On International Women's Day March 8, five extraordinary women are highlighted for their pioneering achievements in travel. From the first female pilot on commercial flights to Ghana's first female taxi driver, they broke barriers. These stories illustrate how bold women expanded travel freedoms.

Travel for women was long restricted. In Germany, women could only get a driver's license without spousal permission in 1958, work independently in 1977, and take night jobs in 1992. Five women challenged these norms.

Nina Sedano from Frankfurt am Main became the first German to visit all 193 UN states in 2011, reaching Turkmenistan as the 193rd on September 30—at age 46, the youngest. She began her world trip from Ukraine in late 2002, authored books, and gives lectures. Now she targets all 1154 UNESCO World Heritage sites, having visited half.

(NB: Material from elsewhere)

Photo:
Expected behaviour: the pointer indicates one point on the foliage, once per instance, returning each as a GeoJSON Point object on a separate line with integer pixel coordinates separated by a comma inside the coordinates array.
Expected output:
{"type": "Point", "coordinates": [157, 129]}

Japanese Junko Tabei summited Mount Everest as the first woman in 1975, 22 years after the first man. At 30, she founded a women's climbing club; despite pregnancy, she reached the peak on May 16 with a 15-member group funded by sponsors. In 1992, she was the first woman to conquer the Seven Summits.

Rita Maiburg piloted a DLT passenger flight in 1976 as Germany's first, at age 24. The announcement stated: 'On behalf of Captain Maiburg, welcome aboard.' Rejected by Lufthansa, she died in a car accident in 1977. It was not until 2000 that Evi Hetzmannseder and Nicola Lisy flew solo for Lufthansa.

Esenam Nyador became Ghana's first female taxi driver, operating as 'Miss Taxi Ghana' in Accra to protect women from abuse by male drivers. Despite rejections, she formed her own union and trains female drivers, supported by GIZ. Some graduates now work in the UAE.

Jane Goodall traveled to Kenya at 23 in 1957, researched chimpanzees, and established Tanzania's Gombe National Park. Without a formal degree, she earned a Cambridge PhD. She launched projects like Roots & Shoots and Great Ape Project. Goodall died on October 1, 2025, at age 91.